My client asked me to describe the team of people I would select for a big data project. There was only one IT person on the project. When I was done, I dropped the other shoe.
“The team should report to the CEO, not the CIO.”
I know that flies in the face of what you will see if you go looking on the internet. There is a reason for my opinion. CIOs who possess the vision to know what the company needs are as rare as purple squirrels. Admittedly, that statement is based on my observations, not on empirical evidence.
Cream rises to the top. The best CIOs are right there with the CEO, participating in the effort to create vision. However, there can only be so many best players. Applying the cream to milk ratio of 1 pint per gallon (1:16, or 6.25%), only 6 percent of companies have a top-shelf CIO. While I am sure that Amazon, HP, Dell, ExxonMobil, and the like have superior CIOs working for them, there are a whole lot more companies that just do not have that kind of talent.
Still, even with an above-average CIO, you have to wonder who is advising the CIO? Using another broad brush to paint the picture, consider a behavior that appears in many enterprises. Where do executives learn about their own area of specialization? They go to school, and work their way up the silo of their profession. They may jump companies on their way up, either jumping to a better gig or landing somewhere after exfoliation from their last job.
There is the fairy tale about really great companies that rotate executives through different divisions, different tasks, and different roles in order for them to learn about other parts of the company. We hear that story about the CEOs of companies like Xerox, GE, and other huge global corporations. We also hear the same story on the opposite end of the company-size spectrum, the family-owned SMB where the younger generation worked in the warehouse, drove a truck, or made sales calls as they grew up and went to college, and they are now in line to assume the mantle of the family legacy. Still, when we hear these stories we must keep the cream to milk ratio of 1:16 in mind. I think the frequency with which the story is told is much greater than the actual number of cases.
Do I sound cynical? Yup. Guilty as charged.
My CEO client challenged my cynicism. I rose to the occasion.

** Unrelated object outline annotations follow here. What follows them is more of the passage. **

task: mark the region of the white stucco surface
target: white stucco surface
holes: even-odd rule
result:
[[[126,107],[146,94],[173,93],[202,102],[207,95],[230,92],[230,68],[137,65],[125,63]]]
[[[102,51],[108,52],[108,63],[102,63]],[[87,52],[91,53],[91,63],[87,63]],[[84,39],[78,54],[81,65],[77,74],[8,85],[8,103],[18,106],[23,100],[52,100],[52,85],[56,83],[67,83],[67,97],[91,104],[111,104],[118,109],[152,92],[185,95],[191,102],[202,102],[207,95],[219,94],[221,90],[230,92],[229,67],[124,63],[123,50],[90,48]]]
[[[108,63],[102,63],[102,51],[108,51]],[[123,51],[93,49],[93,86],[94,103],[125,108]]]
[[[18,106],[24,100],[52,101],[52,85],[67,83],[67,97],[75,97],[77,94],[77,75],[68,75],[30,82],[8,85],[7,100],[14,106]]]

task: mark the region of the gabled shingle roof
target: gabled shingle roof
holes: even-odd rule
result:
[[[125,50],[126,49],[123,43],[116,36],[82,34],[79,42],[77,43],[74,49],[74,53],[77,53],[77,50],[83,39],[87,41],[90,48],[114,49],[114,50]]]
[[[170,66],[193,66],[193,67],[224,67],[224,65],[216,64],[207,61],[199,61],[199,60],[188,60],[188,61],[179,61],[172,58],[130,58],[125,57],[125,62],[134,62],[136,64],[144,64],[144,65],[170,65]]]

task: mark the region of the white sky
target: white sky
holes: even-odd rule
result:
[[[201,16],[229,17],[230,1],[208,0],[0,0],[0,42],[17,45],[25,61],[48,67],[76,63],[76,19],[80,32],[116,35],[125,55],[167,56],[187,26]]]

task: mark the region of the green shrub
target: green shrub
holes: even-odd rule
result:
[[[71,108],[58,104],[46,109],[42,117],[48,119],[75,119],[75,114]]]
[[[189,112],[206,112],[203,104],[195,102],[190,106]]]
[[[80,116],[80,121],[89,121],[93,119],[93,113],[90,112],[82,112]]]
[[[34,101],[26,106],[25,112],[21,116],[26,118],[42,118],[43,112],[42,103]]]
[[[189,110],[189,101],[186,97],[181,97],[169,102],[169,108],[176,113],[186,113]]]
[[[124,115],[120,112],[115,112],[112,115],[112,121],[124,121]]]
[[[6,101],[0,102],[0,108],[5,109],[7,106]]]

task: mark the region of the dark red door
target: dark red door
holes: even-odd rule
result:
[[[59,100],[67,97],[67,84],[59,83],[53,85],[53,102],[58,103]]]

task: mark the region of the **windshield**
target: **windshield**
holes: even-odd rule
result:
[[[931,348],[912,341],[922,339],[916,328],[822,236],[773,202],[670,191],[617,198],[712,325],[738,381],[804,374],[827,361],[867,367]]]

“Why am I sitting here with you?”
The room got quiet.
I was there because the CEO asked me to talk to him about big data. The confusing conversations the CEO had been having with the guy who served as the CIO had started the whole process.
“OK, so the team reports to me,” said my client. “What is next?”
The team must decide what data to use. They go on a journey of discovery to find it.
Drucker teaches us that enterprises create wealth. You don’t create wealth by controlling costs; you merely preserve it. Without revenue, the oxygen of business, you are not creating wealth, so the costs do not matter.
Again, Drucker reminds us that the results are outside the box of the company, therefore the team must go find external data to work with, not internal data. The team starts their journey of discovery by asking questions about non-customers and competitors.
These questions frame the search for the right data.
Where is the data? Ask the right questions first, and the questions will lead you to the data.
What do we do with the data?
Modeling is SO important. Modeling is the process that converts data into information. Data is not information. Data is just data. Data becomes information when it helps to answer the questions you are asking.
Analysis and modeling processes convert data into information. This is where the most value occurs, when you identify the data that does not answer the questions you are asking. Modeling exposes the worthless data, the data that doesn’t fit … the data of coincidence.
We can waste so much time, effort, and money working with the wrong data. That waste comes from forcing data to fit a model that we think defines our reality. Sometimes the problem is the data. Sometimes the problem is the model.
What is an analysis model? It is a mathematical representation of reality. The model is not reality.
I build models constantly in my work with clients. Over the past two decades, I have constructed over 2,000 different models. Some very simple, and some very complex. All that work has taught me humility about the predictive accuracy of the models. It boils down to three key lessons that are on my office wall:
Models are nothing but a HUGE collection of assumptions. In fact, most Manufacturing Resource Planning systems (MRP), Enterprise Resource Planning systems (ERP), Warehouse Management Systems (WMS), and Transportation Management Systems start with nothing more than massive assumptions that metamorphose through after-the-fact status updates. These systems give us the illusion of control and information, but only in the sense that our control is after something goes wrong based on the slimmest of information.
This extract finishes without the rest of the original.